Un fils retrouve les salles de cinéma après le confinement
Entretien avec Chantal Fischer, productrice du film
Premier long métrage du réalisateur tunisien Mehdi Barsaoui, Un fils, raconte l’histoire d’un jeune couple, Farès et Meriem, qui composent avec Aziz, leur fils âgé de 9 ans, une famille tunisienne moderne et privilégiée. Voyageant dans le sud du pays, ils se retrouvent pris au piège dans une embuscade tendue par un groupe terroriste, durant laquelle Aziz est grièvement blessé. A travers ce fait divers et cette lutte pour la survie du jeune garçon, Mehdi Barsaoui brosse un portrait de la Tunisie contemporaine.
Mais Un fils, c’est aussi l’histoire d’un film sélectionné dans de nombreux festivals dont la Mostra de Venise, durant laquelle l’acteur principal a été récompensé par le prix d’interprétation masculine dans la section Orizzonti. Sorti en salles le 11 mars, le film a vu son exploitation subitement interrompue par le confinement, stoppant malheureusement la vie d’un film prometteur. Comment fait-on face à cette situation ? A l’heure de la réouverture des salles, et de la ressortie du film, nous avons posé quelques questions à sa productrice, Chantal Fischer (13 Productions), basée à Marseille.
─ À l’annonce de la fermeture des salles, Un fils venait de sortir, pouvez-vous revenir sur cette interruption, alors que le film semblait bénéficier d’un bon accueil presse et public ?
Comme vous le savez, les salles ont fermé le samedi 14 mars. Le film est donc resté à l’affiche 4 jours ! Malgré cela, il a fait 21 000 entrées, en comptant les avant-première Télérama qui avaient eu lieu avant la sortie, ce qui était un résultat très encourageant. D’autant qu’il avait été sélectionné dans une cinquantaine de festivals et était porté par un accueil presse dithyrambique.

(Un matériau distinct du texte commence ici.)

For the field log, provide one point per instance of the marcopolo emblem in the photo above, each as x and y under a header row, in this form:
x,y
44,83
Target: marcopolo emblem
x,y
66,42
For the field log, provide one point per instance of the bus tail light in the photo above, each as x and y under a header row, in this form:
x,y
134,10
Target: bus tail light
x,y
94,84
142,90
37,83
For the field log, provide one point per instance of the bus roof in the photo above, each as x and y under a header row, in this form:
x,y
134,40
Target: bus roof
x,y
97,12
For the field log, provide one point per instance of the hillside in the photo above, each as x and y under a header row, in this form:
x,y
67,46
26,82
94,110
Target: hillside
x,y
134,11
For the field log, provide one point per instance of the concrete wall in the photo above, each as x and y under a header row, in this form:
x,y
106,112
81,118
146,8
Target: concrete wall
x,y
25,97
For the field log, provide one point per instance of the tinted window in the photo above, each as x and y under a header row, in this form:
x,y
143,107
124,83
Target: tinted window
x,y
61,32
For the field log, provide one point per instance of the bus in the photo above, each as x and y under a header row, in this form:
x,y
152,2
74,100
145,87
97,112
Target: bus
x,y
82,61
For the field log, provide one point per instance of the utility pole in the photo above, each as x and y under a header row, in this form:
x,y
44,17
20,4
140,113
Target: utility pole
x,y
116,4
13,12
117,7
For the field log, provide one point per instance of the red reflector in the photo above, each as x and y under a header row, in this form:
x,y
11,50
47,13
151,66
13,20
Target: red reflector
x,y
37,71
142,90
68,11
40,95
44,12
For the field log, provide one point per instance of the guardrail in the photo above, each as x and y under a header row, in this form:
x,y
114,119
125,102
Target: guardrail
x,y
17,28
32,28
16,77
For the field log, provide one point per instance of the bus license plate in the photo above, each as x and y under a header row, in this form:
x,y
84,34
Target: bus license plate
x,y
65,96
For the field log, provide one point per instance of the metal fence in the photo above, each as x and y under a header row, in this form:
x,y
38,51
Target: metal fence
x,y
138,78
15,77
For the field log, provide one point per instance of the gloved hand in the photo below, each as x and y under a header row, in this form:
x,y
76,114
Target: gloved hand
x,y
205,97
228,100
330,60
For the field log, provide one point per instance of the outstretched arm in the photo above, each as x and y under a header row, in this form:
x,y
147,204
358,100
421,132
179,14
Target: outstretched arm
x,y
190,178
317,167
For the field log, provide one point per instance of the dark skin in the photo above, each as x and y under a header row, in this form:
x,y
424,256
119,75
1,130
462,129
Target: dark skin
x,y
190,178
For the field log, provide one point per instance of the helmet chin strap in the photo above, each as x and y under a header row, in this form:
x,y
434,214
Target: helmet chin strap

De plus, le film a été pris en distribution par les circuits UGC, Pathé et Gaumont, bénéficiant d’une campagne d’affichage conséquente et coûteuse. De nombreuses affiches sont d’ailleurs restées en place pendant le confinement !
─ À partir de là, le film se retrouve dans une situation inédite, où seulement une partie du public l’a vu et le reste ne peut plus le voir, quelles étaient les possibilités ? La question de basculer le film en VOD a-t-elle été une option envisageable ?
Suite au confinement, le CNC a fait passer une circulaire pour anticiper les sorties VOD (un film ne peut sortir en VOD que plusieurs mois après sa sortie en salle, suivant un délai allant de 4 à 36 mois). La question s’est donc posée : sortir tout de suite le film en VOD ou attendre la fin du confinement en espérant que les films ressortent dans l’ordre ?
Si le film avait fait un nombre d’entrée ridicule et que l’on ne croyait pas en sa carrière en salles, nous aurions choisi la VOD mais au vu de l’accueil et du soutien des salles, nous avons choisi d’attendre. Pour toutes ces raisons, il sera de nouveau au cinéma à la réouverture. Nous avons eu un fort soutien de la part des salles, des festivals et de personnes qui nous ont envoyé des messages très touchants et ont exprimé leur volonté d’accompagner le film, ce que nous sommes prêts à faire avec l’équipe du film.
Pour ce qui est de la VOD en général, et uniquement de mon point de vue, rien ne remplace la salle de cinéma, l’écran, le son, cette obscurité dans laquelle elle nous plonge. Pour autant c’est un complément intéressant à la salle, quand le film a été vu, sur un temps différent, il peut faire une autre vie.
Le Festival d’Aubagne, qui s’est tenu en ligne pendant le confinement, a d’ailleurs programmé le film avec une audience tout à fait acceptable. Mais la VOD, c’est un nombre de vues restreint, une économie à plus petite échelle, on fait moins de publicité et c’est moins cher mais ça rapporte moins. Évidemment, cela ne nous empêchera pas de le sortir en VOD une fois son exploitation en salle terminée.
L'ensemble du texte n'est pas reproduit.